La séduction qu'exercent le secteur privé et les idées libérales en général, dans des pays comme la Pologne, s'apparente à une protestation sourde, ambiguë aussi. Un entrepreneur privé, à l'Est, doit, au moins jusqu'à présent, passer par l'État pour s'assurer d'un approvisionnement régulier, et signe sa dépendance en passant des «alliances» utiles.
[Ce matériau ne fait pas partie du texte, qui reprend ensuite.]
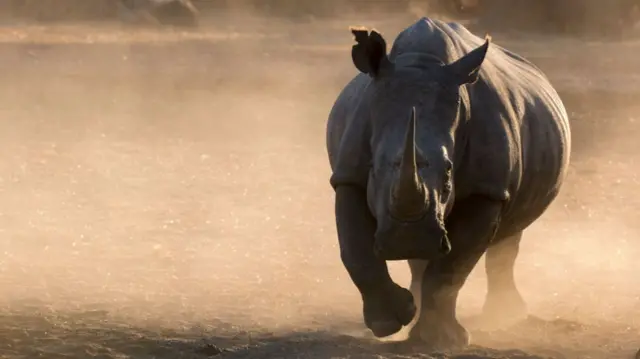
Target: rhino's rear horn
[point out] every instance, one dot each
(408, 197)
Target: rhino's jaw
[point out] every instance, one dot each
(425, 239)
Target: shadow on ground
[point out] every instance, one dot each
(40, 331)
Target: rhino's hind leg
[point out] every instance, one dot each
(504, 304)
(417, 267)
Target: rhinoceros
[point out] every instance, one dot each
(444, 149)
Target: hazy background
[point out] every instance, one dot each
(164, 186)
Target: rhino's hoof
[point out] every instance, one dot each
(385, 328)
(443, 335)
(388, 311)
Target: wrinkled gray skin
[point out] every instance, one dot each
(443, 150)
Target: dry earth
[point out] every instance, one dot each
(165, 195)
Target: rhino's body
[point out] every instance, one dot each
(512, 147)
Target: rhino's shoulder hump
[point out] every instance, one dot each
(347, 135)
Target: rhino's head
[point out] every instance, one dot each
(415, 108)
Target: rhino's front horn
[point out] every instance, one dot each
(408, 197)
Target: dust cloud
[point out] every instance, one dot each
(163, 187)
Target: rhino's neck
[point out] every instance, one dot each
(461, 135)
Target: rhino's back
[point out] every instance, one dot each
(519, 137)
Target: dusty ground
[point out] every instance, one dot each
(165, 195)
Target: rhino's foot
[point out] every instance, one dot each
(388, 310)
(502, 309)
(437, 333)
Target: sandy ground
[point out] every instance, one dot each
(165, 195)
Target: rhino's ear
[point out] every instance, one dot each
(466, 69)
(369, 54)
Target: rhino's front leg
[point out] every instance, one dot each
(386, 305)
(471, 226)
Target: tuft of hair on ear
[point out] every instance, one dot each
(370, 51)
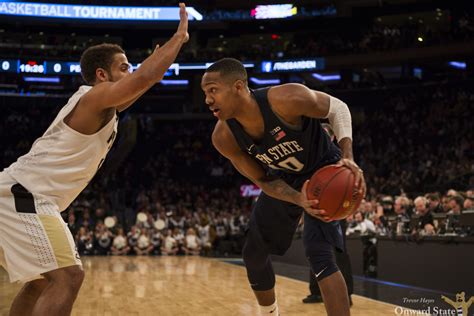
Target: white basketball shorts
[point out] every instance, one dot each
(34, 239)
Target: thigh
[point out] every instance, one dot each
(33, 237)
(316, 230)
(275, 222)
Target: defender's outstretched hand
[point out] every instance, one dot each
(358, 173)
(183, 23)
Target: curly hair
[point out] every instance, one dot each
(98, 56)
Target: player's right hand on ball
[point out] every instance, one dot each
(311, 206)
(183, 23)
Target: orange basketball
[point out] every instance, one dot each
(335, 189)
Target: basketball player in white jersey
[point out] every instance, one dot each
(36, 247)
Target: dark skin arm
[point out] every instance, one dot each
(98, 105)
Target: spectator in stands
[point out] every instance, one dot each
(434, 204)
(192, 244)
(144, 247)
(132, 237)
(456, 204)
(84, 241)
(169, 244)
(425, 221)
(119, 245)
(402, 220)
(179, 237)
(469, 203)
(103, 239)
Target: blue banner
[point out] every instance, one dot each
(293, 65)
(70, 11)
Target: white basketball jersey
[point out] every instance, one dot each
(62, 162)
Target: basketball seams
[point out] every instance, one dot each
(327, 184)
(343, 196)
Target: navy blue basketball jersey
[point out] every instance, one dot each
(282, 147)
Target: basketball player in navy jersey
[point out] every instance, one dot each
(273, 136)
(36, 246)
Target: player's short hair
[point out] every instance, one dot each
(433, 196)
(229, 68)
(98, 56)
(458, 199)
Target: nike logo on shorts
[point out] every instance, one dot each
(318, 274)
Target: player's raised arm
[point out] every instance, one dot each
(225, 143)
(123, 92)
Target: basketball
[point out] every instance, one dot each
(335, 189)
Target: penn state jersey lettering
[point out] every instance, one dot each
(62, 162)
(282, 147)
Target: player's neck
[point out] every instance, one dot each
(251, 118)
(249, 114)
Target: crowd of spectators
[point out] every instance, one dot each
(410, 144)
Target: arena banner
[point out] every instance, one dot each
(93, 12)
(74, 68)
(293, 65)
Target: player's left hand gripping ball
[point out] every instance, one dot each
(358, 172)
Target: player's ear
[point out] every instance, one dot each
(239, 85)
(101, 75)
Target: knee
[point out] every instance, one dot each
(322, 260)
(72, 276)
(254, 258)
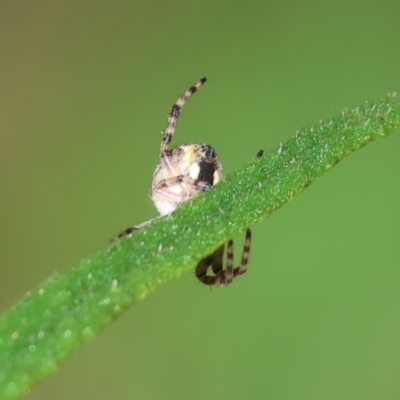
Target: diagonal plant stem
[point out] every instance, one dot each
(67, 310)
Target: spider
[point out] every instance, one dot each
(184, 172)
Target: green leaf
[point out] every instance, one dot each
(67, 310)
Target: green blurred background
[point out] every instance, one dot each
(85, 88)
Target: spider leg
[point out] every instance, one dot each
(215, 260)
(131, 229)
(242, 268)
(174, 114)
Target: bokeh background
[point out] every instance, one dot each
(85, 88)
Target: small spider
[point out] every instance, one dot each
(184, 172)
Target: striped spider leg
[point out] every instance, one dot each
(184, 172)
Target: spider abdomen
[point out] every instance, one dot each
(182, 174)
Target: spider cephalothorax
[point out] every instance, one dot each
(183, 173)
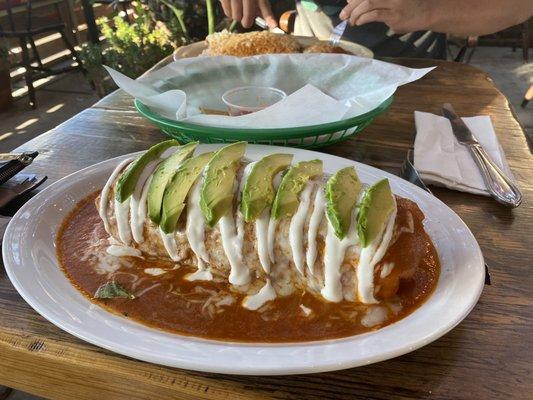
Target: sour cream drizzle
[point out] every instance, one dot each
(370, 256)
(122, 216)
(319, 207)
(102, 207)
(272, 223)
(255, 301)
(121, 251)
(261, 233)
(232, 235)
(296, 228)
(333, 259)
(138, 201)
(169, 241)
(195, 231)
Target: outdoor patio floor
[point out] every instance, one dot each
(70, 93)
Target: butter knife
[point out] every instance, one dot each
(500, 186)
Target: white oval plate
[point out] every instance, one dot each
(31, 264)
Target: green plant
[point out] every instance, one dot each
(129, 47)
(193, 20)
(134, 47)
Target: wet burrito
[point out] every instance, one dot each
(269, 227)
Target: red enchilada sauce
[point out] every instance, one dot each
(206, 309)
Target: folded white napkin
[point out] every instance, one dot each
(320, 88)
(442, 161)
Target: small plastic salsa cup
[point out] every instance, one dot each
(248, 99)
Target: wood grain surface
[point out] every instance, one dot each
(487, 356)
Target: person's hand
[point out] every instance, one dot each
(400, 15)
(245, 11)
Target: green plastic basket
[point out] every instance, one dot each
(308, 137)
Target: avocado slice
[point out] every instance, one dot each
(342, 192)
(216, 196)
(162, 175)
(178, 189)
(287, 201)
(128, 180)
(376, 207)
(258, 192)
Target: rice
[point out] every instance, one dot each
(249, 44)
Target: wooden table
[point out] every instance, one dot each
(488, 356)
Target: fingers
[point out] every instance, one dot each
(267, 14)
(249, 13)
(226, 6)
(380, 15)
(245, 11)
(236, 10)
(347, 11)
(355, 9)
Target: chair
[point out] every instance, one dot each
(34, 68)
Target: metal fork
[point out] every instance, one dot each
(410, 174)
(337, 33)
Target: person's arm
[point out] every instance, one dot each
(461, 17)
(245, 11)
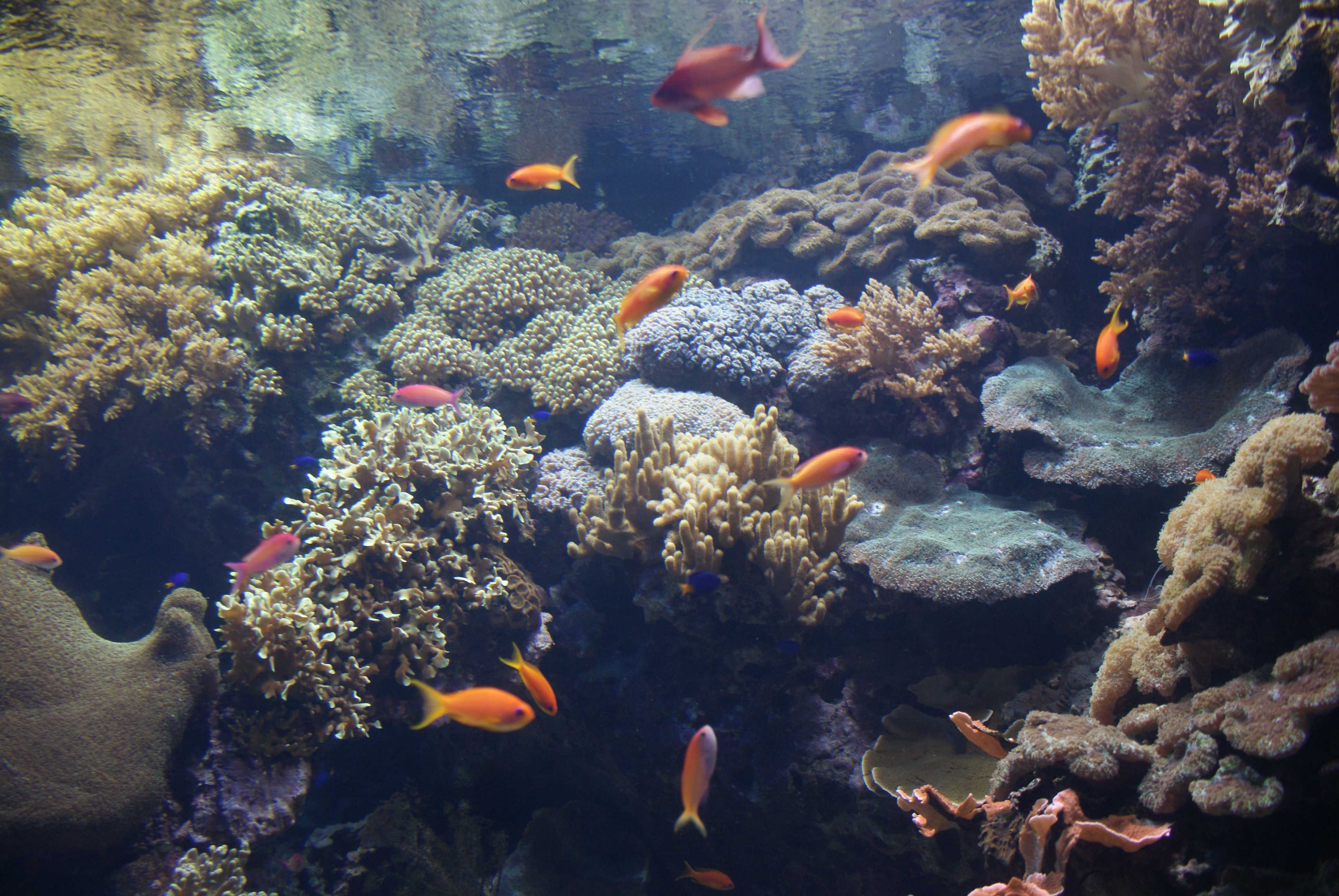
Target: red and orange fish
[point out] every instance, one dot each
(544, 176)
(700, 761)
(820, 470)
(725, 72)
(274, 551)
(535, 682)
(491, 709)
(963, 136)
(654, 291)
(1108, 354)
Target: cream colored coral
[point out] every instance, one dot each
(402, 538)
(903, 349)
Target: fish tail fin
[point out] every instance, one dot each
(768, 55)
(690, 818)
(434, 705)
(570, 172)
(788, 491)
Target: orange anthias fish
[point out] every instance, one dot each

Le débat reste ouvert sur les bienfaits du privé. Mais il y a bien, dans cette mode, l'expression d'une méfiance à l'égard de l'État socialiste.

 

On connaissait les méfaits de l'alcoolisme dans cette partie du monde. La toxicomanie est en train d'opérer des ravages au sein de la jeunesse. Ces pays, qui, il y a encore dix ans, juraient que la toxicomanie était un produit du mal de vivre capitaliste, avouent aujourd'hui qu'ils ne sont pas épargnés. Dans la foulée de la glasnost, on reconnaît aussi que la femme n'est pas encore l'égale de l'homme, que le pays compte des prostitués et des homosexuels - le socialisme les avait miraculeusement gommés -, bref que l'avenir radieux n'est pas pour demain.

 

La fuite la plus radicale, c'est l'émigration. Lorsque l'on a 20 ans à l'Est, la question est inévitable: partir, rester? Encore faut-il avoir le choix. Malgré une récente libéralisation des possibilités de voyages à l'Ouest, la politique en la matière reste souvent rigide. Le voyage ne constitue toujours pas un droit, l'émigration encore moins. La Roumanie «vend» les membres de sa minorité saxonne à la RFA. Les Roumains de souche magyare, qui fuient le régime de Ceausescu et se réfugient en Hongrie, doivent laisser des membres de leur famille sur place. En Bulgarie, malgré des promesses de réformes de la loi sur les passeports, il reste très difficile de partir faire du tourisme à l'Ouest.

 

Qu'importe. Des jeunes font défection lors de voyages de groupes. Pour gagner l'autre Allemagne, ils foncent en camion à travers le point de passage du Mur. Ils quittent la Roumanie clandestinement, à pied ou à la nage vers la Yougoslavie, et risquent, s'ils sont pris, de lourdes peines de travaux forcés. Le départ des jeunes et des intellectuels demeure une source d'angoisse pour ces régimes. Les Eglises aussi s'inquiètent de cette «contagion», impossible à enrayer. Quarante ans de socialisme ne sont pas venus à bout de la tentation d'émigrer.

 

L'Ouest, pourtant, ne représente plus un mirage. On est relativement bien informé, à l'Est, sur le chômage qui sévit de l'autre côté, la fermeture des frontières et les problèmes posés par l'immigration. On part en connaissance de cause. Une décision froide, pesée, préparée à l'avance, qui renferme peut-être plus de désespoir. Pour ces jeunes qui arrivent à l'Ouest, il n'y a «pas d'avenir» chez eux.

 

Manque de perspectives, sentiment d'enfermement, haine ou rejet du régime, attrait pour la société de consommation, aspiration à plus de liberté... Toutes ces raisons concourent à la tentation de partir. Il faut en ajouter une dernière, déterminante: à 20 ans à l'Est, on voudrait avoir sa chance. Même si l'on mesure les difficultés d'insertion à l'Ouest, on préfère risquer le tout pour le tout. Là-bas au moins, on peut tenter de réussir.